The phone call from my mom tore me apart. I was sick with pain from losing such an amazing piece of my life and felt like I had a hole that was eating me from the inside out. I felt so guilty for not being there - for him and for my family. My heart was not ready to bear the load of death just a week after Mike's funeral. I was so far from home and my own dogs and just wanted to curl up and cry, which is exactly what happened on that Ocean City street corner. I was fortunate enough to be with good friends and even now I can't honestly explain the feeling of reassurance I had just from them being there. Thanks for the hugs, you know who you are~*

Needless to say the rest of the night was a bit of a blur. Though my coping mechanism may not have been the most ideal, I had cried all that my body was capable of crying in a week's time and I needed to have a good time. But hey - I had a drink renamed after me :D For the curious cats in the audience, a "Shoe Bomb" (dear FBI/ homeland security, I'm not a terrorist. Though this drink may cause night terrors) is a shot of Jameson bombed in a glass of Smirnoff Ice. I know I know, initial instinct is to recoil. However, trust me when I say it's delicious. Tastes like ginger ale. I do strongly suggest you stick with just one though...

Riding home the next day was therapeutic. Though my head appreciated the fresh air, my heart appreciated the solitude that riding a bike provides. It's just you and the road and the engine - you can reach out and feel the world flow through your fingertips like water in a forest stream. It's invigorating and difficult to describe. If you ride and you can't remember the last time you felt this way on your bike, I encourage you to find a road - any road will do - and just go and put your hands out and take a deep breath in as you eat up the pavement. 

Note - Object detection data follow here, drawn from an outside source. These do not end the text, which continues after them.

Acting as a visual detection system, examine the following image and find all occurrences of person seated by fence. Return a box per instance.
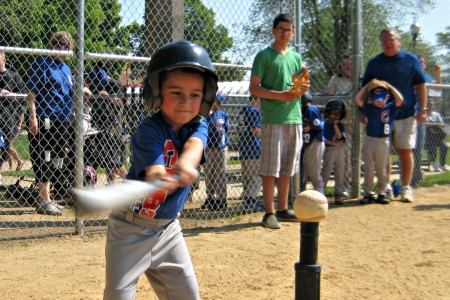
[26,31,75,215]
[0,51,25,185]
[88,62,128,183]
[238,95,264,213]
[326,54,353,94]
[300,92,325,194]
[425,102,450,172]
[201,92,230,211]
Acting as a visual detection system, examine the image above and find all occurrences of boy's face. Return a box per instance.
[161,70,205,131]
[373,99,388,108]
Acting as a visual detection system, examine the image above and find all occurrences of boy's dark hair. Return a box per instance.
[272,14,294,29]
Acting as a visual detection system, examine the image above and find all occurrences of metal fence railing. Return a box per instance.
[0,0,450,241]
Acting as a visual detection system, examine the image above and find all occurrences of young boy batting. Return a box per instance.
[104,41,218,299]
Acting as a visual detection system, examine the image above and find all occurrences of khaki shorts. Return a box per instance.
[259,124,303,177]
[392,116,417,149]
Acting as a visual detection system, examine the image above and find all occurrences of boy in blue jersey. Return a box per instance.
[201,93,230,211]
[361,28,428,203]
[26,31,74,216]
[238,95,264,213]
[104,41,218,299]
[321,99,347,205]
[355,79,403,204]
[300,92,325,194]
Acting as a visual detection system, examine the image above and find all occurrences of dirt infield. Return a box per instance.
[0,186,450,300]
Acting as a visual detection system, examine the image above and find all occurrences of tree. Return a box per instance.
[127,0,245,81]
[233,0,435,92]
[0,0,131,79]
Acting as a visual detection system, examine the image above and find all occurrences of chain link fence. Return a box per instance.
[0,0,450,240]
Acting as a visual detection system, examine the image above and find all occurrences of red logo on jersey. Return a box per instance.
[139,140,178,218]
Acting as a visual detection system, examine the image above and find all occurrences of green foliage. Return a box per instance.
[0,0,132,80]
[239,0,435,93]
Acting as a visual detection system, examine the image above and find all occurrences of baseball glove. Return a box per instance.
[289,66,309,97]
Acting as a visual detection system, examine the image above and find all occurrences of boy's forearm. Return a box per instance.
[178,137,204,169]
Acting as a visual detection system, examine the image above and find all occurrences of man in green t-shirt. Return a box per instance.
[250,14,309,229]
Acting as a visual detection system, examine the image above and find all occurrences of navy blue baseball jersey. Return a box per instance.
[361,98,397,138]
[27,56,74,122]
[206,110,230,149]
[323,122,347,146]
[302,105,325,148]
[238,106,262,160]
[127,112,208,219]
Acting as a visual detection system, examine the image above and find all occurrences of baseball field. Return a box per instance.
[0,185,450,300]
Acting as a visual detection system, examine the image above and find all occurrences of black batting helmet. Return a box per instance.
[144,40,219,116]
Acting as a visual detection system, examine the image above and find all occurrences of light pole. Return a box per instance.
[410,20,420,53]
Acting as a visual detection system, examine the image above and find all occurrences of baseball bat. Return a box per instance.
[73,175,174,210]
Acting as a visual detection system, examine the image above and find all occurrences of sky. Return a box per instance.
[401,0,450,45]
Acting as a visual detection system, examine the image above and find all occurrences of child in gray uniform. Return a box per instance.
[322,99,347,205]
[355,79,403,204]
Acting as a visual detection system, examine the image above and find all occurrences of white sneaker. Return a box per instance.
[401,185,414,203]
[385,184,394,200]
[433,163,441,172]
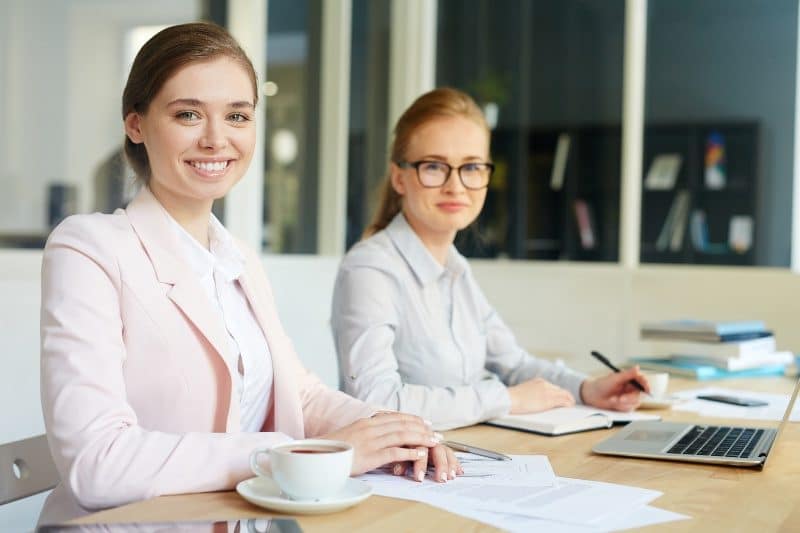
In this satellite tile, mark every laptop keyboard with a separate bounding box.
[667,426,764,457]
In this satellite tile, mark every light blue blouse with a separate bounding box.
[331,214,585,429]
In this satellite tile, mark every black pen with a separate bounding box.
[442,440,511,461]
[591,350,650,395]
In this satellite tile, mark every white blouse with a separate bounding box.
[170,210,273,433]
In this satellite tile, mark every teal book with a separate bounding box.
[629,357,786,381]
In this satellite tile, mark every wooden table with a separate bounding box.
[76,378,800,533]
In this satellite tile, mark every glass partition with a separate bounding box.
[641,0,798,266]
[436,0,625,261]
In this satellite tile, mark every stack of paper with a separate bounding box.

The only way you can understand your destination is to appreciate the journey for all it's worth.

2 days.
Another 500 miles.
Another loss for the world, but another big gain for heaven.


Sleep tight puppers...

1 comment:

  1. I'm so sorry to hear about the loss of Jack. Our pets are our family members and it's really, really hard to lose them. I know what you're going through and just wanted to send some hugs over to you!